1) it is pretty amazing that normit transformations (map the quantiles of a non-normal distribution onto a Gaussian and use that) don't seem to be on this guy's radar. We use distributions with linearly additive and affine invariant properties (normal plus normal is normal, bernoulli plus bernoulli is bitwise bernoulli) because we find linear algebra very useful. Nonparametric tests and procedures erode your power; normit transformations usually increase it. I did part of my dissertation on this; it's partly to do with asymptotics, but also partly due to the robustness of Gaussian error assumptions thanks to the CLT.

I realized recently that a lot of the trouble people have with training neural networks stems from their lack of training in basic model evaluation. If you stack a bunch of shitty penalized regressions (which is what linear/logistic + relU hinge loss represents) you now have one gigantic shitty regression which is harder to debug. If your early steps are thrown out of whack by outliers, your later steps will be too. Dropout is an attempt to remedy this, but you tend to lose power when you shrink your dataset or model, so (per usual) there really is no such thing as a free lunch. But most of the tradeoffs make more sense when you are able to evaluate each layer as a predictor/filter. Scaling this up to deep models is hard, therefore debugging deep models is hard. Not exactly a big leap.

There is a reason people say "an expert is a master of the fundamentals". Building a castle on a swamp gives poor results. If you can't design an experiment to test your model and its assumptions, your model will suck. This is not rocket surgery. A GPU allows you to make more mistakes, faster, if that's what you want. If you have the fundamentals nailed down, and enough data to avoid overfitting, then nonlinear approaches can be incredibly powerful.

Most of the time a simple logistic regression will offer 80-90% of the power of a DNN, a kernel regression will offer 80-90% of the power of a CNN, and an HMM or Kalman filter will offer 80-90% of the power of an RNN. It's when you need that 10-20% "extra" to compete, and have the data to do it, that deeper or trickier architectures help.

If you can transform a bunch of correlated data so that it is 1) decorrelated and 2) close enough to Gaussian for government work, you suddenly get a tremendous amount of power from linear algebra and differential geometry "for free". This is one reason why Bayesian and graphical hierarchical mixed models work well -- you borrow information when you don't have enough to feed the model, and if you have some domain expertise, this allows you to keep the model from making stupid or impossible predictions.

Anyways. I have had fun lately playing with various deep, recurrent, and adversarial architectures. I don't mean to imply they aren't tremendously powerful in the right hands. But so is a Hole Hawg. Don't use a Hole Hawg when a paper punch is all you really need.

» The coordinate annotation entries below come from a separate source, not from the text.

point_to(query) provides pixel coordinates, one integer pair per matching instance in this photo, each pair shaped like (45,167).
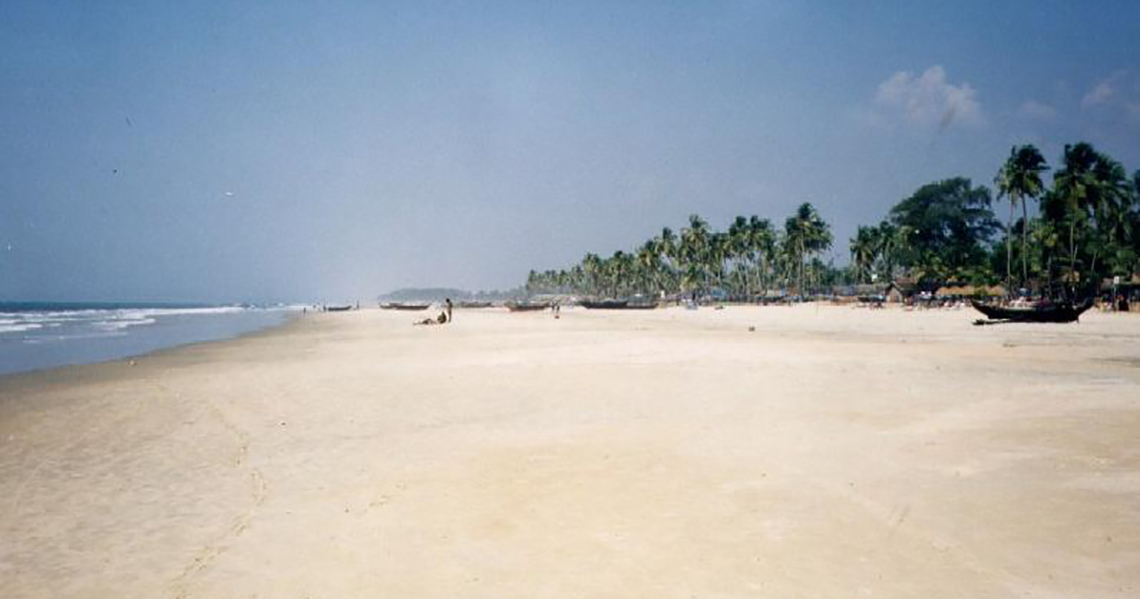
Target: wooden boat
(527,306)
(603,304)
(1063,312)
(618,305)
(400,306)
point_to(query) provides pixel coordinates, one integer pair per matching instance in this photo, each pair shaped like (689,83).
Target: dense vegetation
(1086,228)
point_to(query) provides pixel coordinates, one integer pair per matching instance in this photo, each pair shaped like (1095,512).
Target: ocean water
(35,336)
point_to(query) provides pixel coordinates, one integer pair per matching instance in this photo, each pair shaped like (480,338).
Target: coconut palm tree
(1019,179)
(806,234)
(693,252)
(763,242)
(864,248)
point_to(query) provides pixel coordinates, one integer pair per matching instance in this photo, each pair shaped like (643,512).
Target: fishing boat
(401,306)
(618,305)
(603,304)
(527,306)
(1063,312)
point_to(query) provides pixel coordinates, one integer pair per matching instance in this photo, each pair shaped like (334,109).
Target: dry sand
(831,453)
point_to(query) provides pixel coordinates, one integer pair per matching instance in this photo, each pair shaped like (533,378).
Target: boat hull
(408,307)
(1058,313)
(526,307)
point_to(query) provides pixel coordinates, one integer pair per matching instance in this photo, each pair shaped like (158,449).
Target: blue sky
(242,151)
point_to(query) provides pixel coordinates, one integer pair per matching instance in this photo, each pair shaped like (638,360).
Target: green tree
(1019,179)
(806,234)
(944,229)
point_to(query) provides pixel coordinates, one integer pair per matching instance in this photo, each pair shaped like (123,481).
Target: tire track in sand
(179,588)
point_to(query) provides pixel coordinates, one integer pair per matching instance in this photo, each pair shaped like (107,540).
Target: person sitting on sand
(439,320)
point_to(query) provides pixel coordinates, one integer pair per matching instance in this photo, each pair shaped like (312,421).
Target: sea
(35,336)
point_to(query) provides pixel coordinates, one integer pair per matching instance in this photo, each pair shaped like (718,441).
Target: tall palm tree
(806,233)
(1019,179)
(693,251)
(1074,184)
(763,241)
(864,249)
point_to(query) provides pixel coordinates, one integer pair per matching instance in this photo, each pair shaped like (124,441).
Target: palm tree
(1019,179)
(1074,184)
(693,252)
(763,241)
(806,233)
(864,249)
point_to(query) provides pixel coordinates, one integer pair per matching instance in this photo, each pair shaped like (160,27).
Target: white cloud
(929,99)
(1036,111)
(1099,95)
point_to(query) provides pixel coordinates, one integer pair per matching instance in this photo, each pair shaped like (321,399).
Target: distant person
(439,320)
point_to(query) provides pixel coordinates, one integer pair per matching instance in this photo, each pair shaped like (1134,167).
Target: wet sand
(830,453)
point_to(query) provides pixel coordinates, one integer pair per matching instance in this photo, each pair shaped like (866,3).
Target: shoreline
(288,317)
(667,453)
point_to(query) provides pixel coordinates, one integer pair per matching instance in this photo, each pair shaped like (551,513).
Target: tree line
(1086,227)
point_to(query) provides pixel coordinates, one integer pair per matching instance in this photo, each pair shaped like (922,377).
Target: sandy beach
(830,453)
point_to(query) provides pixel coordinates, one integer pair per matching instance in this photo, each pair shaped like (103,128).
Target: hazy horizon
(230,152)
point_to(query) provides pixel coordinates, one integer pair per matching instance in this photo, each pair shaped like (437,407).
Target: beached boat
(1063,312)
(527,306)
(603,304)
(618,305)
(401,306)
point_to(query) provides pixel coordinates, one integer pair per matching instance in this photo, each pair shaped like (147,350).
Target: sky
(335,151)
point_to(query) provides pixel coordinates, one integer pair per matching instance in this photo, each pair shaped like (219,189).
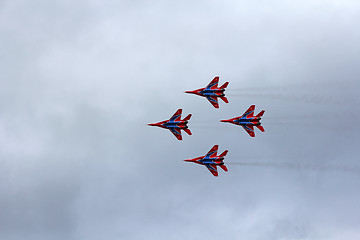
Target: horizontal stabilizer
(188,131)
(187,117)
(260,113)
(224,168)
(224,153)
(224,99)
(260,128)
(224,85)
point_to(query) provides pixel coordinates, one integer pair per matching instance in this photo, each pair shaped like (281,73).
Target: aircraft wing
(213,151)
(213,83)
(176,132)
(176,116)
(249,113)
(212,168)
(249,129)
(213,100)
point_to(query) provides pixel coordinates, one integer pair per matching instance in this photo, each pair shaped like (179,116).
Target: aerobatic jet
(248,121)
(175,124)
(212,92)
(211,160)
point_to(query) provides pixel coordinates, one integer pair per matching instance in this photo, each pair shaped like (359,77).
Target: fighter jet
(210,160)
(248,121)
(175,124)
(212,92)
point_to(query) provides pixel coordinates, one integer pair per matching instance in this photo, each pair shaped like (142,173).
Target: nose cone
(226,120)
(154,124)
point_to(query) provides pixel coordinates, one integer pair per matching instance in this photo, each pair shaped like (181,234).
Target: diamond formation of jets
(212,92)
(175,124)
(211,160)
(248,121)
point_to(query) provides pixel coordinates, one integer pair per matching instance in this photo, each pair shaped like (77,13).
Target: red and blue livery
(248,121)
(175,124)
(211,160)
(212,92)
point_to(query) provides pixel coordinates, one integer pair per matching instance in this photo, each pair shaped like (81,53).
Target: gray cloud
(81,79)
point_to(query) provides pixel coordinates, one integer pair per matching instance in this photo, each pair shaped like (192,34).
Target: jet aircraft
(175,124)
(248,121)
(211,160)
(212,92)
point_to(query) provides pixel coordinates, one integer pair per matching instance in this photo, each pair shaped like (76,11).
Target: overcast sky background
(81,79)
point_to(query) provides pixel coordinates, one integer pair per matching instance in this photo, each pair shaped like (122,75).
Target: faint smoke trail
(299,166)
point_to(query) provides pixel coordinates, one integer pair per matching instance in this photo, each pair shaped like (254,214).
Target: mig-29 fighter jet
(212,92)
(211,160)
(248,121)
(175,124)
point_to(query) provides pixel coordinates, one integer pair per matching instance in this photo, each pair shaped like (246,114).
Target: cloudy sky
(81,79)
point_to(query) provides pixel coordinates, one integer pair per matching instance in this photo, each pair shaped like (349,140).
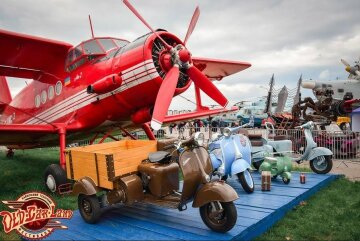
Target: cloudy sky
(287,38)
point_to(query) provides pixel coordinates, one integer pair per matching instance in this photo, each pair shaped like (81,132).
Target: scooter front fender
(239,165)
(319,151)
(214,191)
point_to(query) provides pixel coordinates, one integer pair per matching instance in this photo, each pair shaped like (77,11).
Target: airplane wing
(197,114)
(26,56)
(216,69)
(25,136)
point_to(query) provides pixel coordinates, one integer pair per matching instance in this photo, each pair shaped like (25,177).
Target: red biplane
(101,84)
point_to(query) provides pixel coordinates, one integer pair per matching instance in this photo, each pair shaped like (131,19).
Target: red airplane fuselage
(124,81)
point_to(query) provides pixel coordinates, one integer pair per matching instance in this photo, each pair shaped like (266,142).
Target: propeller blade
(192,24)
(201,81)
(344,62)
(164,96)
(137,14)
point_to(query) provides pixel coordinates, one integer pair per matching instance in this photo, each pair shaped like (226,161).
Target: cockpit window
(92,47)
(121,43)
(107,44)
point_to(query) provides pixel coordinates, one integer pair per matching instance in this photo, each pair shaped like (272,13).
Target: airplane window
(58,88)
(92,47)
(107,43)
(51,92)
(121,43)
(43,96)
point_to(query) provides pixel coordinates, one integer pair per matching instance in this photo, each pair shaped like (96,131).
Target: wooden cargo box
(104,162)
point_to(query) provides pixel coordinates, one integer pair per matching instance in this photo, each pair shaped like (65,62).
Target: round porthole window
(58,88)
(51,92)
(43,96)
(37,100)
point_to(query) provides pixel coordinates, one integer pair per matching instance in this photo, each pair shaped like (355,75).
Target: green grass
(331,214)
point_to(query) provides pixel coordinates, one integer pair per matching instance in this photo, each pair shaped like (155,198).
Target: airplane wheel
(54,176)
(219,220)
(89,207)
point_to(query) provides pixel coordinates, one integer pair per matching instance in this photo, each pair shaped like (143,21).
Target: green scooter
(278,166)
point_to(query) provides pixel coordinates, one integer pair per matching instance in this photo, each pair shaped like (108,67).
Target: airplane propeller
(180,58)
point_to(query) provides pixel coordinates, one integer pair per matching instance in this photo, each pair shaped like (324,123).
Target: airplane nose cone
(308,84)
(184,55)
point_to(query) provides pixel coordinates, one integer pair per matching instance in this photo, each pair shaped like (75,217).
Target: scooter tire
(286,180)
(257,165)
(223,223)
(328,160)
(249,188)
(54,176)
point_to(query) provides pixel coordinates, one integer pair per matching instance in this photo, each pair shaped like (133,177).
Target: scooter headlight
(199,138)
(227,132)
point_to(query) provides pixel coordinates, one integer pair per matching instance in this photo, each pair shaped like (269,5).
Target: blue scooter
(230,154)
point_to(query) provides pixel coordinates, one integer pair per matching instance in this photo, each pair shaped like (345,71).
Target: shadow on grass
(331,214)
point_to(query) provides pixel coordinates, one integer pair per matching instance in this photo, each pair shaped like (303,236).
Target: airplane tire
(54,176)
(89,207)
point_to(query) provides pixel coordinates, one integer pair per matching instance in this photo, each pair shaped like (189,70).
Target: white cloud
(324,75)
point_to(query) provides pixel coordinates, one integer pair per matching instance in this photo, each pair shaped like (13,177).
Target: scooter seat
(256,143)
(158,156)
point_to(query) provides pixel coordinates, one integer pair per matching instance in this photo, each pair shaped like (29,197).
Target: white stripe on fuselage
(131,77)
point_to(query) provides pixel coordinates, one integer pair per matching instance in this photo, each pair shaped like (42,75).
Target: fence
(344,145)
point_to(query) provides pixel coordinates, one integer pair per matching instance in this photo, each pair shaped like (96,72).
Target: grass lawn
(332,214)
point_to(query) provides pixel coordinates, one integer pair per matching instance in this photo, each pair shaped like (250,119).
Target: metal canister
(302,178)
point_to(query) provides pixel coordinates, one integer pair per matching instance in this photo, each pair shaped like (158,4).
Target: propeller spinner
(174,58)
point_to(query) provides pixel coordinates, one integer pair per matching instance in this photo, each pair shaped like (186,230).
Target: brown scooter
(157,182)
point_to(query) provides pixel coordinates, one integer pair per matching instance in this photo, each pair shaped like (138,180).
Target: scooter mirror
(199,138)
(227,132)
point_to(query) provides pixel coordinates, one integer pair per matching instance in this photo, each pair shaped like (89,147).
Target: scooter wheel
(54,176)
(257,164)
(286,180)
(89,207)
(219,222)
(321,164)
(246,181)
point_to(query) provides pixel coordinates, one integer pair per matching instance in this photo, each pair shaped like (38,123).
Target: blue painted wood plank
(256,213)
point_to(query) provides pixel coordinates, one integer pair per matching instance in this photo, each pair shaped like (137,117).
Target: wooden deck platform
(257,212)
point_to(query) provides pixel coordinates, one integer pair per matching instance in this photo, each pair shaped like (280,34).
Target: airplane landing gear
(10,153)
(54,176)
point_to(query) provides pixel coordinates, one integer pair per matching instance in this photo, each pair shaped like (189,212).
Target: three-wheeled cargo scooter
(230,154)
(155,180)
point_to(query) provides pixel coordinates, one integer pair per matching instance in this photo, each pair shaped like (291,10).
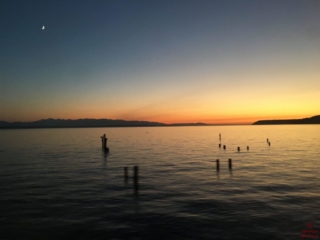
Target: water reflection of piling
(218,165)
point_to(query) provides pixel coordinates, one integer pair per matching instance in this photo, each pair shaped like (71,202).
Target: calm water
(57,183)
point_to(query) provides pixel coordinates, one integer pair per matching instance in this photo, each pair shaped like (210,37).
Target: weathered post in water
(218,165)
(136,177)
(126,174)
(230,163)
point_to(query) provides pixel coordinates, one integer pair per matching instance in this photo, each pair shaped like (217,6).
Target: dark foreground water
(57,183)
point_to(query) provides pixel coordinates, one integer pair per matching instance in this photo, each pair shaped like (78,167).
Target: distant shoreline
(311,120)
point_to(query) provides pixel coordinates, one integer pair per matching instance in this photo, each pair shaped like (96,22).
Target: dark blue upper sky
(148,59)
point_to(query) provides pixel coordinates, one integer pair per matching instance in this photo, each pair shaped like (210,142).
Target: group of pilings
(135,176)
(218,164)
(104,143)
(238,148)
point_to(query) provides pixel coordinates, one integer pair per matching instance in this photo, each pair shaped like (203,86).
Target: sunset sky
(167,61)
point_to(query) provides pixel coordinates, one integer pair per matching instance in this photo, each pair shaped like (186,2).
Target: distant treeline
(79,123)
(311,120)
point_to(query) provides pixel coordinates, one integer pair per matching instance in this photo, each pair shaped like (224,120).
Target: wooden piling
(136,177)
(126,174)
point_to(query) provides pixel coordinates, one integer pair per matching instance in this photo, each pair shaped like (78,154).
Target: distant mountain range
(80,123)
(311,120)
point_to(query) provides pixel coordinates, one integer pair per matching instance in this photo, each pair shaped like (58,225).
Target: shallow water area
(57,183)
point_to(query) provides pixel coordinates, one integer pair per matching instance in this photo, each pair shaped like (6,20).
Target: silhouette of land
(311,120)
(82,123)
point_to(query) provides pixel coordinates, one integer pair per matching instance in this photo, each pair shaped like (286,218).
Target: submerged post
(104,143)
(136,177)
(126,174)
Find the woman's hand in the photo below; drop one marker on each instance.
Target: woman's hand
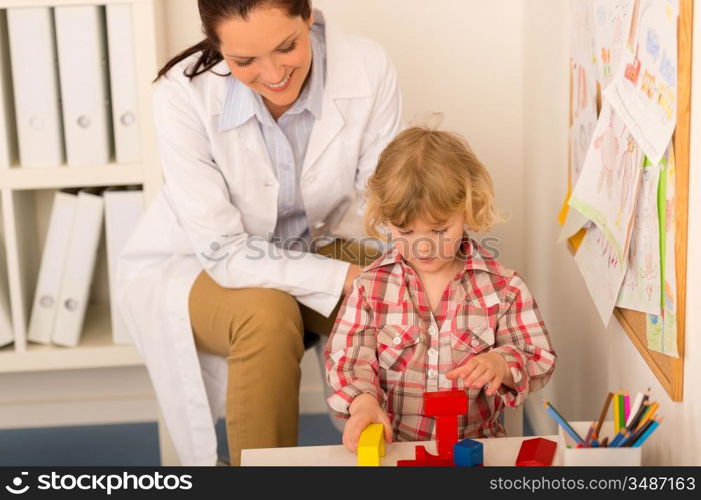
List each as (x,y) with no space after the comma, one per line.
(353,272)
(364,410)
(488,368)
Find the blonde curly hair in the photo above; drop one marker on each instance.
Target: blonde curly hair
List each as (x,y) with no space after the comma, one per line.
(431,174)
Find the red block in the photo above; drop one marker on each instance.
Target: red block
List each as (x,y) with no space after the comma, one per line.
(425,463)
(536,452)
(445,403)
(445,406)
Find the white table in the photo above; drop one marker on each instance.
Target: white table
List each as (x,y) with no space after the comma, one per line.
(497,451)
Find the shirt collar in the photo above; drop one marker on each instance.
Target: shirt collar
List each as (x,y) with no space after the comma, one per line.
(241,103)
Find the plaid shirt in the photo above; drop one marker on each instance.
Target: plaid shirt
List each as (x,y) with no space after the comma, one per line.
(386,341)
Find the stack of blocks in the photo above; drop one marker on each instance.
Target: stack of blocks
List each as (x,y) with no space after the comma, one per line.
(445,406)
(371,445)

2) What (good) statisticians excel at is catching faulty assumptions. (I'll leave it to the reader to decide whether this data-scientist-for-hire has done a good job of that in his piece) So we plot our data, marginally or via projections, all the damned time. If you don't, sooner or later it will bite you in the ass, and then you too can join the ranks of the always-plotting. However, choosing which margins or conditional distributions to plot in a high-dimensional or sparse dataset is important to avoid wasting a lot of time. So whether via transformation or penalization (e.g. graphical lasso) or both, we usually try to prune things down and home on on "the good stuff". Prioritizing what to do first is most easily done if you have a number and can rank the putative significance by that number. Use Spearman, use energy statistics (distance correlation), use marginal score tests -- IDGAF, just use these as guidelines and plot the damned data.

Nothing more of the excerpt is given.